During her wait, she faced several problems.
“I was at the edge of the river taking a bath, and then a truck showed up and offered me money to go work at a show bar, and he wanted me to go with him to see where he wanted me to work,” she said. “They see me as a point of prostitution.”
She said she also faced discrimination and transphobia from other migrants and governments on both sides of the Rio Grande.
Dani Marrero Hi is with the Texas Civil Rights Project, a statewide nonprofit alliance of lawyers who serve Texas communities. She works at the Rio Grande Valley office. She said all asylum seekers are vulnerable while waiting in Mexico, but there’s an added layer of danger for LGBTQ migrants.
“They didn’t trust that their home country could keep them safe. They didn’t trust the journey, but they made it anyways, and now that they’re here they don’t trust the Mexican government, they don’t trust the U.S. government and it’s not because of some conspiracy, it’s because of this reality that you see this policy,” Marrero Hi said. “You see these official documents, and they say, ‘Here are the steps to do X’ and then you take those steps, you follow the process and nothing happens.”
The Texas Civil Rights Project recently worked with other Texas and Chicago based organizations to try to get six LGBTQ asylum seekers admitted into the U.S. and removed from the MPP program.
Marrero Hi said the migrants were admitted into the U.S. for review but were sent back to Mexico, even though MPP said vulnerable populations may be excluded on a case by case basis.
She said she doesn’t know what else U.S. Customs and Border Protection needs to hear to finally understand that these migrants are vulnerable because they must remain in Mexico.
“At this point it just feels that there’s no way CBP to not know that. It’s a willing and conscious choice that they’re making that they know that this entire group of people, LGBTQ or not, all the hundreds of people here are vulnerable,” said Marrero Hi. “They are willingly and choosing to violate their legal and human rights to seek asylum.”
A Cuban woman who identified as lesbian was among the group who was recently returned. She fled her home country because a professor back home was extorting her and a police officer would threaten her about four times a week. The woman said she recently heard about Democratic presidential candidate Cory Booker escorting several asylum seekers across the international bridge in El Paso.
“He crossed a couple of women and said they were not going to wait in Mexico, so why not us too?” she asked. “We’re a bit more vulnerable.
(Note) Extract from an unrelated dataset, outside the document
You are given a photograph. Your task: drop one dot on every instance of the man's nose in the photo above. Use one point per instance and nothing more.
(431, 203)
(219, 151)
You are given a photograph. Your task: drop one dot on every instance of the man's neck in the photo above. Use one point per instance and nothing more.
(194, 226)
Why can’t someone do the same for us?”
She said she would like to see local representatives, or any other elected official, do the same for them.
But for now she and the other LGBTQ asylum seekers were going to stick together.
The Salvadoran woman said despite everything she's been through she’s going to continue to fight and push forward because she wanted to be an example of resilience.
“Above all I want to be free and live in peace, to be able to lay in my bed and be able to say I’m not going to pay anymore to live,” she said.
The Texas Civil Rights Project and other organizations have launched a campaign to raise awareness about this group of asylum seekers in hopes of getting them admitted into the U.S.
The groups also called on U.S. Rep. Filemon Vela, who represents Brownsville, to get involved and walk the LGBTQ asylum seekers across the international bridge to ensure their asylum claims are accepted.
“Once again the Trump administration has created a crisis where one did not previously exist,” Vela said in a statement. “Asylum seekers have a right to apply for protection, and the Remain in Mexico policy of turning back vulnerable migrants, especially this young group from the LGBTQ community, needlessly exacerbates an already dire humanitarian situation.”